Keeps motivation high
Achieving greatness in any sport (or any skill for that matter!) should be a marathon, not a sprint. Just focussing on your end goal can be overwhelming and demotivating. Breaking your training programme down into tiny regular goals makes the journey a lot more palatable and helps you to track progress. It’s a lot gentler psychologically and physically too.
Let’s say your aim is to complete a 120kg squat. Instead of pushing each week for the full 120kg, perhaps forget the 120kg figure and add just 3-5kg to the bar each week. Why not take a more lateral approach and switch up your goals altogether – see what getting a full 10 hours sleep, or quitting alcohol can do for your performance.
As we said before, incorporating marginal gains into your training programme can be a lot kinder to your body physically. Small, continuous improvements allow you to maintain good technique and recovery meaning you’re able to achieve better consistency in your training.

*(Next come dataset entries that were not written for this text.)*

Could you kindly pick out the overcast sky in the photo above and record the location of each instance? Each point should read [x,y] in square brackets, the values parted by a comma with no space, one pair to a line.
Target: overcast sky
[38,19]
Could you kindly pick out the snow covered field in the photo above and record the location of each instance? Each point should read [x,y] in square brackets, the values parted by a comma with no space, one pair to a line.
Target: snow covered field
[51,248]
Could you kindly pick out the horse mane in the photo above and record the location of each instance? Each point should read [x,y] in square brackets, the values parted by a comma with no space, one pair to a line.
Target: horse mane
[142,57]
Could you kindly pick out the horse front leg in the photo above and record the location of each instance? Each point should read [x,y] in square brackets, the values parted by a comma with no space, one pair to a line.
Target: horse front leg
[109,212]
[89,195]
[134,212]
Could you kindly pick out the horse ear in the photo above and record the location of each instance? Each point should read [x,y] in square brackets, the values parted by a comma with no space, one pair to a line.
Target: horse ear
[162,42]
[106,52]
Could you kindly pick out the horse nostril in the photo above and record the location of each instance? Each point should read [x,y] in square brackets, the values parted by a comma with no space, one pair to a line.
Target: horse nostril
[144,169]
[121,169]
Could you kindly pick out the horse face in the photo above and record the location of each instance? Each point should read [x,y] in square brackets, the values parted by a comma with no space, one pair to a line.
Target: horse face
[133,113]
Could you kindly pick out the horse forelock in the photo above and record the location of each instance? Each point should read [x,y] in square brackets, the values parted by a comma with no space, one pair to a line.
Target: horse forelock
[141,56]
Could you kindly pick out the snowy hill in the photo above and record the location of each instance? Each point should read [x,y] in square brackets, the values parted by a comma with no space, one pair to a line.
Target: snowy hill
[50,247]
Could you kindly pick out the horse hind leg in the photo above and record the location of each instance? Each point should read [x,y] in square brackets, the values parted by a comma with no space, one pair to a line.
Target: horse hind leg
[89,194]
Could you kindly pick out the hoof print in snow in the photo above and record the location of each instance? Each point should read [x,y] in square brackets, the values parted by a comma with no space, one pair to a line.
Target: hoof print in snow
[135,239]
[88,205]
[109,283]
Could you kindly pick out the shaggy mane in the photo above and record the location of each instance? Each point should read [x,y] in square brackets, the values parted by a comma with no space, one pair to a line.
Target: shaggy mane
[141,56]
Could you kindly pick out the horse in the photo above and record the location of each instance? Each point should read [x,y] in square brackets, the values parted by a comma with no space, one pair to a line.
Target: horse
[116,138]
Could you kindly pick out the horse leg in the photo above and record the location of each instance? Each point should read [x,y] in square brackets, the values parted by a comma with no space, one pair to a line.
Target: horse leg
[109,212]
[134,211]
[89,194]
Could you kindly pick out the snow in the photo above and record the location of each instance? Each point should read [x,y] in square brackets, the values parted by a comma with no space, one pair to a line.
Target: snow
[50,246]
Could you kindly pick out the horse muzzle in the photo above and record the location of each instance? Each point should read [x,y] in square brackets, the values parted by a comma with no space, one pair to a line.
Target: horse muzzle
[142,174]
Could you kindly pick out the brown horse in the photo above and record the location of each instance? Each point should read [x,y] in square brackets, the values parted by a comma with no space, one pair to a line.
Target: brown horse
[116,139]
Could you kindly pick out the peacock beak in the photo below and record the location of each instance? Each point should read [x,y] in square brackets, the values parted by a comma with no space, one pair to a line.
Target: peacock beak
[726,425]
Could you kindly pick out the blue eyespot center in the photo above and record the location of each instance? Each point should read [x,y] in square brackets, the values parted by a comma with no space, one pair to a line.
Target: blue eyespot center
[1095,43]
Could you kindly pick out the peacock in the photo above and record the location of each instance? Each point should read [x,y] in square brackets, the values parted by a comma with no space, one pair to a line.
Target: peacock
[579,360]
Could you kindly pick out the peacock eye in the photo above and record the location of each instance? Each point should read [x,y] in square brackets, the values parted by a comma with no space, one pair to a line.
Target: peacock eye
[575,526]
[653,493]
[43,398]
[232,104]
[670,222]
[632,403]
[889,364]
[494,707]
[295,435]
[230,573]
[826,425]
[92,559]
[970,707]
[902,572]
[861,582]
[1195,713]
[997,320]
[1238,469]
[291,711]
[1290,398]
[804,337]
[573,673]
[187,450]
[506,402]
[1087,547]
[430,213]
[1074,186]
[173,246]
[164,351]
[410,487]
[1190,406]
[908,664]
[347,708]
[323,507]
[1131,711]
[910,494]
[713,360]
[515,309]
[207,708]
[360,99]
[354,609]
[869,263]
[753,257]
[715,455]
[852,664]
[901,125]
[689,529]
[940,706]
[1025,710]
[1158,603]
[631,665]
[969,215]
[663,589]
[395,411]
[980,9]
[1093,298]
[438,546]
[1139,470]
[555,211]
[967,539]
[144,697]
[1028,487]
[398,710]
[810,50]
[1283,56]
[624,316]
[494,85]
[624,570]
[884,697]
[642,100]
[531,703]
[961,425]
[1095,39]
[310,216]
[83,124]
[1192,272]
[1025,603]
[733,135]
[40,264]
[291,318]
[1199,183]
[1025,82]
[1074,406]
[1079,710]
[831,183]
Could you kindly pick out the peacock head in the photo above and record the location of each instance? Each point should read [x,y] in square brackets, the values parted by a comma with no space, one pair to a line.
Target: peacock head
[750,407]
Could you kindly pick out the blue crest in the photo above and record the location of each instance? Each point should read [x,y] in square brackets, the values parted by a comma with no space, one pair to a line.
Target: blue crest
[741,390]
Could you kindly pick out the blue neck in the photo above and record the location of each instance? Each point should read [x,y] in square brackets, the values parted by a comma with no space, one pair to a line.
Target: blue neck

The theory can be adopted outside of sport too
Although developed with elite sportspeople in mind, the marginal gains theory can actually be applied to any aspect of life where you are working towards a goal. Whether it’s building a successful business, getting a book published, or travelling the world, there is power in making small improvements and slow gains. Making 1% progress might not be noticeable in the short-term, but the difference it can make in the long run is astounding.
What 1% improvement can you make today?